Thursday, December 9, 2010

Book Fifteen - Captain Corelli's Mandolin - Part Two

I’m enjoying this book very much. It’s told from different points of view and each voice is unique. I’ve often heard and read of the comradeship among soldiers, and at the beginning of the novel one of the characters expresses this in a lovely way --
You come to know every nuance of each others’ moods; you know exactly what the other is going to say; you know exactly who will laugh and for how long over which particular type of joke; you acquaint yourself intimately with the smell of each man’s feet and perspiration; you can put your hand on someone’s face in the dark, and know who it is; you recognize someone’s equipment hanging on the back of a chair, even though his is the same as everyone else’s…
Two of the voices in this novel are soldiers; one is Italian and one is Greek. I especially appreciate these dual perspectives, but as you can imagine the bottom line is the same - war is hell. As one of them says, "The world looked the same, but beneath the surface it had broken out with boils."

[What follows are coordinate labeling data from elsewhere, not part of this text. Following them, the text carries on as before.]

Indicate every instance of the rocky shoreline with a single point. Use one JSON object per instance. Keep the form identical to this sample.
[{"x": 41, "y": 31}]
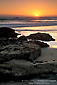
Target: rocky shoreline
[{"x": 18, "y": 56}]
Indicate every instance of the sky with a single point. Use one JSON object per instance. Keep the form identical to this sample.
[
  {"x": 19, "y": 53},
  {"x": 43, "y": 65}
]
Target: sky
[{"x": 28, "y": 7}]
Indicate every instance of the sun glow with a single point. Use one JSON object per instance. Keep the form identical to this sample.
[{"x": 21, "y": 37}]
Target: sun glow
[{"x": 36, "y": 15}]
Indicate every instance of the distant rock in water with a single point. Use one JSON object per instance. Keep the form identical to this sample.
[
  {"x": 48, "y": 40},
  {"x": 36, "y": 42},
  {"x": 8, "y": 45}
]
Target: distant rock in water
[
  {"x": 41, "y": 36},
  {"x": 26, "y": 51},
  {"x": 41, "y": 44},
  {"x": 22, "y": 38},
  {"x": 7, "y": 32}
]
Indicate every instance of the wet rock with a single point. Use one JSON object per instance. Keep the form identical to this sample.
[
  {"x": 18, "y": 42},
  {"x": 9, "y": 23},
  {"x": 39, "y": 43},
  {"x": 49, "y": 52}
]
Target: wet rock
[
  {"x": 41, "y": 44},
  {"x": 24, "y": 69},
  {"x": 7, "y": 32},
  {"x": 41, "y": 36},
  {"x": 22, "y": 38},
  {"x": 24, "y": 51}
]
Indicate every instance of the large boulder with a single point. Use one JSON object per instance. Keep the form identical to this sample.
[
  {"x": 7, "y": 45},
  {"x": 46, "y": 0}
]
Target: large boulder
[
  {"x": 41, "y": 44},
  {"x": 41, "y": 36},
  {"x": 21, "y": 69},
  {"x": 26, "y": 51},
  {"x": 6, "y": 32}
]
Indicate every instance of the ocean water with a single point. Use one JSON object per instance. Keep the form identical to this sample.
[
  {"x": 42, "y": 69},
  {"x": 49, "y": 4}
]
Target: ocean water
[{"x": 30, "y": 25}]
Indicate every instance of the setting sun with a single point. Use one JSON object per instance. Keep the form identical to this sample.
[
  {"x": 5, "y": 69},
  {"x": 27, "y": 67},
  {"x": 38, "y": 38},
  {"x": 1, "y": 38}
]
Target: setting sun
[{"x": 36, "y": 15}]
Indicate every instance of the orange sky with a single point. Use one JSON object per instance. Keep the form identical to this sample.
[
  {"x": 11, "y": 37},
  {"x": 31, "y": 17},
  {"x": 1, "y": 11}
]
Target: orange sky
[{"x": 28, "y": 7}]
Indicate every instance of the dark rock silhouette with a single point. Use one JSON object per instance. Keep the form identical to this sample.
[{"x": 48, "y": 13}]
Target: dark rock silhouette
[
  {"x": 41, "y": 36},
  {"x": 7, "y": 32},
  {"x": 41, "y": 44},
  {"x": 22, "y": 38}
]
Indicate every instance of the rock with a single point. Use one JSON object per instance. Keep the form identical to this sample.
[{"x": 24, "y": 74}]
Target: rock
[
  {"x": 22, "y": 69},
  {"x": 25, "y": 51},
  {"x": 41, "y": 44},
  {"x": 22, "y": 38},
  {"x": 41, "y": 36},
  {"x": 7, "y": 32}
]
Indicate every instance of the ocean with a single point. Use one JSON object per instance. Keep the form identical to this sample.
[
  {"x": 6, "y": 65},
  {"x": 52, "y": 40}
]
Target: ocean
[{"x": 30, "y": 25}]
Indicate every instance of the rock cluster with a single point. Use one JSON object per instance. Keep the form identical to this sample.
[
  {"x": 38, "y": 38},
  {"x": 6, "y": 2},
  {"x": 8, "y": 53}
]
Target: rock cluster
[
  {"x": 18, "y": 56},
  {"x": 25, "y": 51}
]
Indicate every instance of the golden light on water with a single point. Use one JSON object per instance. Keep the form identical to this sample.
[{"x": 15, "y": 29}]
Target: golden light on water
[{"x": 37, "y": 15}]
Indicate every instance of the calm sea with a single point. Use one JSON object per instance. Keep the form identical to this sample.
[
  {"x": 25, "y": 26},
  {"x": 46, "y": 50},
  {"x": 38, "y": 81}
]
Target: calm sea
[{"x": 27, "y": 26}]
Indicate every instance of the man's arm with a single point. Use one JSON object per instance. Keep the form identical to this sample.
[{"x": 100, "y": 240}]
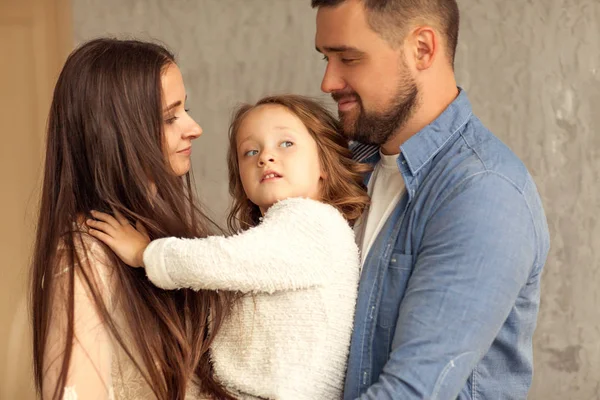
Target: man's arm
[{"x": 477, "y": 252}]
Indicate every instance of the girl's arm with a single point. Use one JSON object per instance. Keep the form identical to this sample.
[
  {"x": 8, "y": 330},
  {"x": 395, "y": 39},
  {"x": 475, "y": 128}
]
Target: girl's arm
[{"x": 293, "y": 248}]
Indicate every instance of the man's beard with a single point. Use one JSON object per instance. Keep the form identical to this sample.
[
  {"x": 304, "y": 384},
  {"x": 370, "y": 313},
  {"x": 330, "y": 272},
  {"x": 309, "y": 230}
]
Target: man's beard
[{"x": 378, "y": 127}]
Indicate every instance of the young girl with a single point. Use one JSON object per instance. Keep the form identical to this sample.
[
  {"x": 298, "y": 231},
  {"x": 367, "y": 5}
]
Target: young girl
[
  {"x": 296, "y": 192},
  {"x": 118, "y": 138}
]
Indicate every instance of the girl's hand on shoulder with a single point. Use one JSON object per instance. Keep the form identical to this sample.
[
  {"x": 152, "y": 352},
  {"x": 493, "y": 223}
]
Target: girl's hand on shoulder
[{"x": 116, "y": 232}]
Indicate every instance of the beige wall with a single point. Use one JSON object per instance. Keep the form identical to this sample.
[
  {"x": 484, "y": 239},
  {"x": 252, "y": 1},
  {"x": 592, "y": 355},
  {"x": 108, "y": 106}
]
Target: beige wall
[
  {"x": 532, "y": 70},
  {"x": 35, "y": 38}
]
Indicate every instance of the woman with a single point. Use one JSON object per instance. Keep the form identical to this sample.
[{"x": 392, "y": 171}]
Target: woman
[{"x": 119, "y": 139}]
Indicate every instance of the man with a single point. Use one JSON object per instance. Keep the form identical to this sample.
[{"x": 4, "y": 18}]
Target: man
[{"x": 455, "y": 238}]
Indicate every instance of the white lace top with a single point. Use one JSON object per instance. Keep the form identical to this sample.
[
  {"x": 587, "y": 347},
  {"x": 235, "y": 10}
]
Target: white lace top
[{"x": 99, "y": 368}]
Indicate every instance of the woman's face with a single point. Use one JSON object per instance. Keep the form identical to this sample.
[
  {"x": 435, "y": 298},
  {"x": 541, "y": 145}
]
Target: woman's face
[{"x": 179, "y": 128}]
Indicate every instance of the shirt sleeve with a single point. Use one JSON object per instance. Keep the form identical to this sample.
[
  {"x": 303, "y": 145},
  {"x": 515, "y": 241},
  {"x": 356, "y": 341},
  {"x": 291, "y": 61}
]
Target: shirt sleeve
[
  {"x": 89, "y": 375},
  {"x": 290, "y": 249},
  {"x": 478, "y": 251}
]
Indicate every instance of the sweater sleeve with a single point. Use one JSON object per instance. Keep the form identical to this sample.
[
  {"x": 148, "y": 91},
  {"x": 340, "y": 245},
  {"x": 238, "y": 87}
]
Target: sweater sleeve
[{"x": 290, "y": 249}]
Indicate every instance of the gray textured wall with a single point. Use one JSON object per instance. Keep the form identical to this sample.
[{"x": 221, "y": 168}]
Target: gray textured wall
[{"x": 532, "y": 70}]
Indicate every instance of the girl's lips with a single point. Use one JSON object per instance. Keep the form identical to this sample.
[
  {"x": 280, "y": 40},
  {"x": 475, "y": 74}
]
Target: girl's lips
[{"x": 270, "y": 176}]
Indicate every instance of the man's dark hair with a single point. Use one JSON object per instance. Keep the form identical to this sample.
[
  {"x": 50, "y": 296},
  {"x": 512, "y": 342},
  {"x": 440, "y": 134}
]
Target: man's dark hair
[{"x": 391, "y": 18}]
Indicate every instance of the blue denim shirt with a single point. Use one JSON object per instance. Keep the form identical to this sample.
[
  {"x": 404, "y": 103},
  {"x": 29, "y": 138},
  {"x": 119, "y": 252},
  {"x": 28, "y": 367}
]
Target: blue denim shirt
[{"x": 450, "y": 290}]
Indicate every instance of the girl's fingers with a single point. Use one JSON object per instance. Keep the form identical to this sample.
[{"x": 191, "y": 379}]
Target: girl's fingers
[
  {"x": 141, "y": 228},
  {"x": 101, "y": 226},
  {"x": 102, "y": 237},
  {"x": 120, "y": 218},
  {"x": 107, "y": 218}
]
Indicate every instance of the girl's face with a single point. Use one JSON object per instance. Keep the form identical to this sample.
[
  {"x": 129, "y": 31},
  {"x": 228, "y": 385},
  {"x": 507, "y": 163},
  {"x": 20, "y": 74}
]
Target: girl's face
[
  {"x": 278, "y": 157},
  {"x": 179, "y": 128}
]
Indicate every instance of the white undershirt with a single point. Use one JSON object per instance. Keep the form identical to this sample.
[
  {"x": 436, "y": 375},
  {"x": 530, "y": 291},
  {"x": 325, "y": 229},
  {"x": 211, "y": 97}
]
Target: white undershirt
[{"x": 385, "y": 188}]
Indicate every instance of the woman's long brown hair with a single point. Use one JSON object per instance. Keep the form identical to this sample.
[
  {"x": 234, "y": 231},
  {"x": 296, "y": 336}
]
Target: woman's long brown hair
[
  {"x": 104, "y": 150},
  {"x": 343, "y": 185}
]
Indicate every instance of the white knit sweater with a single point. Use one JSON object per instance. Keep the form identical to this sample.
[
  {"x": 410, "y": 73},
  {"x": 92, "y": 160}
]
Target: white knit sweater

Most of the novel thus far is set on the Greek Island of Cephallonia in 1940-41. The Greeks fight the Italians relentlessly and to great effect and it is not until the Germans march in with their large numbers and superior equipment that the Greeks are defeated. After neighboring Corfu falls, the Cephallonians wait for the Italians to occupy their island –
Families embraced more than had been the habit; fathers who expected to be beaten to death stroked the hair of pretty daughters who expected to be raped. Sons sat with their mothers on doorsteps and talked gently of their memories… Many people visited their favourite places as if for the last time, and found that stones and dust, pellucid sea and ancient rock, had taken on an air of sadness such as one finds in a room where a beautiful child is lying at the door of death.
Imagine the hopelessness. All of the able-bodied men were off fighting and the remaining inhabitants could only wait for abuse from the invading army. How many times has this happened throughout history? In how many languages have people expressed the same despair?

Books like this make me wonder why I was so fortunate to be born in this time and place. I don’t understand my good fortune, but I suppose the sentiment is as old as war itself.